私は父に「この箱のなかからだけは、絶対に食べたり、飲んだりしてはいけない」と厳しく言いつけられたものです。
田舎の、その人間関係のあまりの面倒臭さに、当時の母の心労がうかがえます。
田舎の人間関係を嫌に感じたエピソード3.謎の建物の正体と父の威圧理由
私が小さいころに、父と母に「今からお出かけするから、これに着替えてね」と、やや小奇麗な洋服に着替えさせられました。
どこに行くのか聞いても、詳しくは話してもらえないまま、車に乗せられた私。
不思議がっている私に、父が運転席からこう言いました。
「今からお父さんたちはある建物のなかに行って、ある人の名前を書くからね。」
「○○(私)も一緒に行くんだけれど、もしもお父さんが書いている文字が見えたとしても、絶対に、絶対に口に出してはいけないからね。約束できる?」
怒鳴ってはいませんが、ただならぬ威圧感を持つ父のその言葉に、私は「はい」としか言えませんでした。

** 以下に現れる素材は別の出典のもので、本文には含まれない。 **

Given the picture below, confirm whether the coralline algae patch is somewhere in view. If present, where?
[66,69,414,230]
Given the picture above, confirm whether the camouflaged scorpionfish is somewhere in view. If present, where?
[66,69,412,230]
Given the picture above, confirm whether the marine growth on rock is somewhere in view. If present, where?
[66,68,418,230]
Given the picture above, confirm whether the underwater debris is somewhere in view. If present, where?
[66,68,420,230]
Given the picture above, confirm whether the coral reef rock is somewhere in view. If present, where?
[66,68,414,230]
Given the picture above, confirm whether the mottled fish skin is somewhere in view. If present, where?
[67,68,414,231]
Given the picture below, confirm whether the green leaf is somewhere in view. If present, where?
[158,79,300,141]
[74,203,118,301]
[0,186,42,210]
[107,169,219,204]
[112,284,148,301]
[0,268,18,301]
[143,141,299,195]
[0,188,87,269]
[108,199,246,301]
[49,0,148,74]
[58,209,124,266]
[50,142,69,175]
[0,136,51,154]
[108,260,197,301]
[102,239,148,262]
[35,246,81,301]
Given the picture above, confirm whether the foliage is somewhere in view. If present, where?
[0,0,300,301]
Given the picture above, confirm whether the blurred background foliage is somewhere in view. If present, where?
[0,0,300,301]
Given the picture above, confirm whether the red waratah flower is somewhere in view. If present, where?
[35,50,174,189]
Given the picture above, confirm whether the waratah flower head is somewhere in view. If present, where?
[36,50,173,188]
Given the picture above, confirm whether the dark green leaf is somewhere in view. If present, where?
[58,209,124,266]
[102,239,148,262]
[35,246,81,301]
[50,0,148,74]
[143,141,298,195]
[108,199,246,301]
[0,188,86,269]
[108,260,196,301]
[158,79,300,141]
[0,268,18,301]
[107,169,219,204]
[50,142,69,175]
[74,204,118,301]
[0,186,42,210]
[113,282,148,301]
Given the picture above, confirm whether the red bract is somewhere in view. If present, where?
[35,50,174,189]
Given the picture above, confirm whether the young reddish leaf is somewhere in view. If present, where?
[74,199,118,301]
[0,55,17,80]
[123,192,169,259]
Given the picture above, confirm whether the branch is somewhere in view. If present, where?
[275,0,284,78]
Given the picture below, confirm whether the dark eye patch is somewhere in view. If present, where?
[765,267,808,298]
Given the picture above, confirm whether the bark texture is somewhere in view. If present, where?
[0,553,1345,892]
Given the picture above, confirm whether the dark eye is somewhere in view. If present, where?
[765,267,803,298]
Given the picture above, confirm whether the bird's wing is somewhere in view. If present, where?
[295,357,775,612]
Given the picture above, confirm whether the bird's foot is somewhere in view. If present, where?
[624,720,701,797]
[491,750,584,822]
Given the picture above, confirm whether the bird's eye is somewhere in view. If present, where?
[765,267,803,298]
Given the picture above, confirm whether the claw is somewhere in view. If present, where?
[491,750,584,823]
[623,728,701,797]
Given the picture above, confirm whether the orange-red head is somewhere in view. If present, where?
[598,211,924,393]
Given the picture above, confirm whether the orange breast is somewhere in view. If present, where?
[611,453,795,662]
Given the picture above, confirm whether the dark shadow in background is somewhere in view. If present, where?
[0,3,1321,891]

そして山のなかにある建物に着き、家族でそのなかに入ると、村長さんがいらしたので家族でご挨拶。
そして、そばにあった台のうえで、父と母は私が聞いたこともない人の名前を書きはじめました。
実際に見えていましたが、私は約束通りに黙っていて、書き終えた父と母が書いた紙を、ポストのようなもののなかに入れてから、建物をあとに。
車に戻った瞬間、父は私を「いい子だな~偉いぞ!」と褒め、豪華な外食に連れて行ってくれました。
子どもにとっては、わけの分からないできごとだったとしか、言いようがありません。
大人になってから分かった事実なのですが、あの日は選挙の投票日だったのです。
家族で入った建物は村の投票会場で、父が私に口止めをしていた理由は、「村が推している立候補者の名前を書いていなかった」から。
田舎では現在でも、地域ごとの組織票が存在することが多いと聞きます。
あの日も、もともとは村ぐるみでの投票が、暗黙の了解で決まっていた立候補者がいたのでしょう。
そして、もしも私がそれを口にしてしまった場合、父と母は村長さんから大目玉を食らい、村八分状態に真っ逆さまだったに違いありません。
だからといって、村で唯一の医者である父が、娘である私を家に置いてくるわけにはいかなかったのだと思います。
「思想の自由を許されているこの国で、なんて閉鎖的で陰湿な風習なのであろうか」
田舎特有の、人間関係のドロドロさをしみじみと感じました。
まとめ
私は、田舎自体が嫌いなわけではありません。
静かな生活や溢れる自然など、田舎にしかない魅力はたくさんあります。
ですが、ハッキリと「都会より田舎のほうが好き」だと公言できない理由は、やはり特有の人間関係の面倒臭さがあるからなのです。